Tuesday, January 08, 2013

Sprouted Bagade/Katapadi Beans Curry

Bagade and Katapadi Beans are like cousins. They are both brown skinned variety of dehydrated Chawli beans(Alasande). Bagade is available mostly during monsoon season in parts of Kerala, DK and Udupi districts. Mogral, a town in Kasargod district Kerala is famous for Bagade. Katapadi near Udupi is obviously famous for the bigger size beans grown there. Katapadi Beans are available almost throughout the year.

Bagade and Katapadi beans are sprouted and used in a GSB special curry called 'Aambat". Tender cashews are
cooked with sprouted beans in a bland coconut based gravy along with sliced onions and this curry is seasoned with chopped onions browned in pure coconut oil.

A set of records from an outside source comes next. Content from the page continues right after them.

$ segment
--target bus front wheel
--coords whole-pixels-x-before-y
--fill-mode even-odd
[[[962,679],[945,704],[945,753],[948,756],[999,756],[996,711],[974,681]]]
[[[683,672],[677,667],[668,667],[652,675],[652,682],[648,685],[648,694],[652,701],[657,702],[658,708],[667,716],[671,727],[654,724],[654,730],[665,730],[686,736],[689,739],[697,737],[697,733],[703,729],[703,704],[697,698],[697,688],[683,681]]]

We tried to make a spicy North Indian curry with sprouted beans and it turned out too good. This goes well with rotis for lunch or dinner and with pooris for breakfast or as evening snack. This is the best way to supplement kids' food with proteins that are abundant in these sprouts. Kids also will like the taste of this dish with a touch of Punjabi cooking.

Bagade Sprout Curry
Ingredients:
Bagade or Katapadi Beans - 100Gms
Potato - 1 medium peeled and cut into small cubes)
Salt - To Taste
Refined Oil or Ghee - 2 Tsp
Onion - 1 Medium, chopped
Ginger Garlic Paste - 1/2 Tsp
Tomato - 2 Peeled and chopped(Or 2 Tsp Tomato puree)
Kashmiri Chilli powder - 2 Tsp (Add some Red Chilli powder if you want the dish hot)
Jeera powder - 1/2 Tsp
Dhania Powder - 1/2 Tsp
Turmeric powder - A pinch
Kasoori Methi - 1/2 Tsp(Optional)
Sugar - 1/2 Tsp(Optional)
Coriander leaves - A handful chopped

Katapadi Bean Sprouts
Method:
Soak the beans overnight. Drain and wrap in a moist thin cloth and keep on a juice strainer for.
Keep pouring water over the soaked beans twice a day to moisten the cloth.
Take care to see that excess water doesn't remain at the bottom of the beans and cause decaying.
The beans must have sprouted at room temperature within 48hours.
Transfer to a vessel with water and keep for an hour.
Give the sprouts a rotational stir in the water.
Now the peels should easily separate from the sprouts.
Collect and discard the peels.
Drain and cook with the potato pieces and little salt in 2 cups of boiling water till tender.
Heat oil in a pan. Fry the chopped onions till golden.
Add the ginger garlic paste and fry till oil leaves the sides.
Add tomato puree or chopped tomatoes and fry.
Add all the powders except garam masala powder and fry further.
Now add the optional kasoori methi and sugar.
Pour in the cooked bean sprouts along with the water, check for salt and bring to a boil. Cover and cook on slow heat for 5 mins.
Add garam masala powder and mix.
Garnish with chopped coriander leaves and serve hot with chapathis, phulkas, pooris or parathas.